As Tish and company do their darndest to mount Fonny’s defense, we see flashbacks to Tish’s and Fonny’s budding romance. Borrowing largely from Brief Encounter, the film is told almost entirely from Tish’s point-of-view. If If Beale Street Could Talk has one shortcoming, the film really shortchanges Tish. Though she is the narrator, we don’t know anything other than she is mild-mannered, and deeply, ferociously in love with Fonny. She’ll stand up for Fonny to literally anyone, and in those moments, Tish is at her most realized. Kiki Layne does what she can with Tish, but that thinness shows. Fonny isn’t much better, but at least he’s a sculptor, and we get a sense that he worries about his role as a provider and protector for Tish. Other women in the story have arcs and personalities, but Tish comes off as underdeveloped.

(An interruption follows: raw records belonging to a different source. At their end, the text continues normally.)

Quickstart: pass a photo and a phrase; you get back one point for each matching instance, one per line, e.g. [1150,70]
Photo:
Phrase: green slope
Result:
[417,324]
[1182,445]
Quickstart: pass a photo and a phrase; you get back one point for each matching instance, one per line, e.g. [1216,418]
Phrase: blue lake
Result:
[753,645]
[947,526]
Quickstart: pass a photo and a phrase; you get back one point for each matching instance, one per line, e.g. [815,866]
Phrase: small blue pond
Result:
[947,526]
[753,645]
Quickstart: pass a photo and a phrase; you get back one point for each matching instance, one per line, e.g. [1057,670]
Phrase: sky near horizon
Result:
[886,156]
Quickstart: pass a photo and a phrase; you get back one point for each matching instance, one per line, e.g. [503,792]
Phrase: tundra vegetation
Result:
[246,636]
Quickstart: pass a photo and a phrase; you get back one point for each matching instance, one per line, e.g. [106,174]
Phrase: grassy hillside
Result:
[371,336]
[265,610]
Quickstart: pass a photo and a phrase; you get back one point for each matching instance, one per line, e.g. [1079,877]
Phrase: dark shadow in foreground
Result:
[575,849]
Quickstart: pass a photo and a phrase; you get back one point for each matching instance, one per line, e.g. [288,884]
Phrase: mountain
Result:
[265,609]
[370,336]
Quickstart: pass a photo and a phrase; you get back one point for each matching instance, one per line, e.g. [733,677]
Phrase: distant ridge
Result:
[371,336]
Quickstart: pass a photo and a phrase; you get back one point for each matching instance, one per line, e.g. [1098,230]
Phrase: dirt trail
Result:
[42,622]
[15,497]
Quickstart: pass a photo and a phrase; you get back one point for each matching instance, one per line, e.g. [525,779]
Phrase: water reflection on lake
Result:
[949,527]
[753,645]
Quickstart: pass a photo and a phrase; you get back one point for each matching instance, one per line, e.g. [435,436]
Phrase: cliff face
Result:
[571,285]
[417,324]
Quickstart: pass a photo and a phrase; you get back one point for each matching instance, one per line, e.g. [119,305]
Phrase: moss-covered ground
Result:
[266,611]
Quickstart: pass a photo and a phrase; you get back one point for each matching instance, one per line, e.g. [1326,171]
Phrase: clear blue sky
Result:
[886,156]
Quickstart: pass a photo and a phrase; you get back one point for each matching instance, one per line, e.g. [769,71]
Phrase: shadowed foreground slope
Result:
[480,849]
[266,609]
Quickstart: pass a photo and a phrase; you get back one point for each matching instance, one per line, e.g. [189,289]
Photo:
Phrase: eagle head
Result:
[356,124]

This might because of the lovers’ ages. Tish is 19, while Fonny is 22. They’re young, best friends who grew up together, and whose love–at least according to Tish–transcends the physical. Jenkins frames their relationship with a sort of tragic frustration, these two just barely out of reach. To say Barry Jenkins borrows heavily from Wong Kar-wai is damn-near trite by this point. But that same sense of dreaminess–as well as actual dreams–permeates If Beale Street Could Talk–specifically evoking In the Mood for Love: another story of impeded romance. Tish and Fonny should have their whole lives ahead of them. They should be able to see the world, not be kept in the same small corner they’ve been in their whole lives. They should be able to take their time, maybe find out that they aren’t meant to be. But because they’re all they have, and they don’t have money ,and can’t find a place who will rent to a young black couple. Why wouldn’t Tish and Fonny cling to each other for dear life?

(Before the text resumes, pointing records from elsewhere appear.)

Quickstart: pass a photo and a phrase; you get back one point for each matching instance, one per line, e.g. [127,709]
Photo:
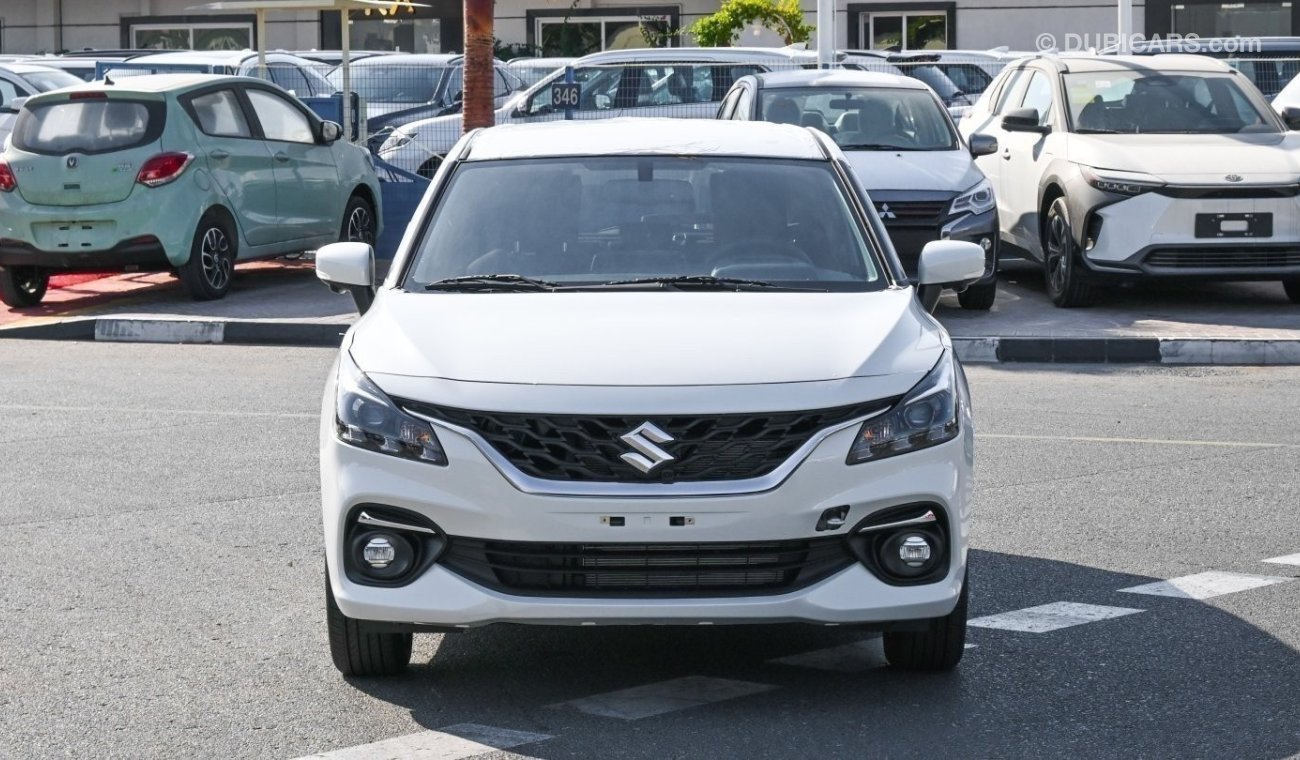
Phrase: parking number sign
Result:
[566,94]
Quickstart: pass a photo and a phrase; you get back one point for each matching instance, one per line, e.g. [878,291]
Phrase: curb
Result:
[251,333]
[991,350]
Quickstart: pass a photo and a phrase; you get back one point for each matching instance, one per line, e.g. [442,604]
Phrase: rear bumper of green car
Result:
[148,230]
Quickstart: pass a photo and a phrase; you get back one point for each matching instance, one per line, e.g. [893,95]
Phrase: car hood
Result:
[945,170]
[661,338]
[1260,159]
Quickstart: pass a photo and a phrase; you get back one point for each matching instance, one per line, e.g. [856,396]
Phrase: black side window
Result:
[220,114]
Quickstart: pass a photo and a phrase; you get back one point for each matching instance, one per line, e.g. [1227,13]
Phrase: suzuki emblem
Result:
[646,456]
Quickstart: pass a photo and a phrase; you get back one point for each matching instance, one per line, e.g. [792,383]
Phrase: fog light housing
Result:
[904,546]
[378,552]
[382,555]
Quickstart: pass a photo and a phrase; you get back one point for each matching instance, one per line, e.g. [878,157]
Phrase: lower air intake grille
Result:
[1223,257]
[636,569]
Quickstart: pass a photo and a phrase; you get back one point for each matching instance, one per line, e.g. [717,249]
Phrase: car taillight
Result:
[8,182]
[163,168]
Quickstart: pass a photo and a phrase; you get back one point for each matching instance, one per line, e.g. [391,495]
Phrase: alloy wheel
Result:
[360,226]
[215,256]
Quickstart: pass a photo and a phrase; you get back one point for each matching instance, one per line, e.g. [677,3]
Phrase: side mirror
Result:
[983,144]
[349,268]
[953,264]
[1291,116]
[1023,120]
[330,131]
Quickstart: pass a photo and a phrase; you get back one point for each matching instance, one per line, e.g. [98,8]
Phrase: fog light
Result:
[381,555]
[378,552]
[914,551]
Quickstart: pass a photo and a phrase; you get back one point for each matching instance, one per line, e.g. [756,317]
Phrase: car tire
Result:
[979,296]
[939,647]
[211,266]
[358,652]
[22,286]
[1062,270]
[359,222]
[1291,286]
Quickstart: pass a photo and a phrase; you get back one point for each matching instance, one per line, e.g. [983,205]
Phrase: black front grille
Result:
[911,213]
[640,569]
[720,447]
[1223,257]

Tish’s family, as well as Frank, remain committed to exonerating Fonny. Even their lawyer Mr. Hayward (Finn Wittrock) goes pretty easy on them, fighting hard for Fonny’s innocence. Yet, the film is fighting against insurmountable odds. Hayward gets a lot of pushback from the district attorney, and slowly alienates himself from his colleagues. Even Fonny’s accuser Victoria Rogers (Emily Rios)–who was likely coerced into fingering Fonny–is taken back to Puerto Rico to her family. This to say nothing of Fonny’s arresting officer (the perpetually evil Ed Skrein), who has gone after Fonny in the past. And when Fonny is in prison, suffering unseen horrors, that isolation is felt.

At the center of the film is this need for community, for oneness. Getting Fonny off takes a village. So does supporting Tish through her pregnancy. At one point, Joseph and Frank take to stealing clothes and selling them on the streets. In a lot of ways, the film is just about helping each other who can’t do things by themselves. Look no further than the reference to New Orleans’s Beale Street–the origin of black America in the U.S. When we see characters at their most uncertain, they’re typically at their loneliest, as well. Whether this is Tish telling her family about the impending baby, or Sharon’s stint in Puerto Rico–a truly devastating vignette by itself. Only Fonny finds peace by himself, and that’s only through his art, his ability to express himself. Even in introspection, If Beale Street Could Talk is a story about being heard, and hearing others. Sometimes, that just comes down to a feeling.

Throughout the film, Tish’s narration underscores photographs of the active oppression of black people. A history that is as contemporary to Tish as the history the audience in the present is currently witnessing. I’m reminded of Kendrick Lamar’s To Pimp a Butterfly, another fragmented commentary on blackness in America. Both Beale Street and TPAB end on an ambiguous, embattled note, one summarized sharply with Lamar’s “When the shit hit the fan, is you still a fan?” What are the lengths and limits of love? Even when we are tested by those we love, can we ever rest? If we’re trapped, are we better for being trapped together? Tish and Fonny are acutely aware of this, and so is the audience. We’re reminded of the normal life Tish and Fonny almost had, knowing that their already-uphill battle is even steeper. If all they can do is try to navigate a system that treats them unjustly, that wants to corner them, maybe having each other is enough to do great and improbable things.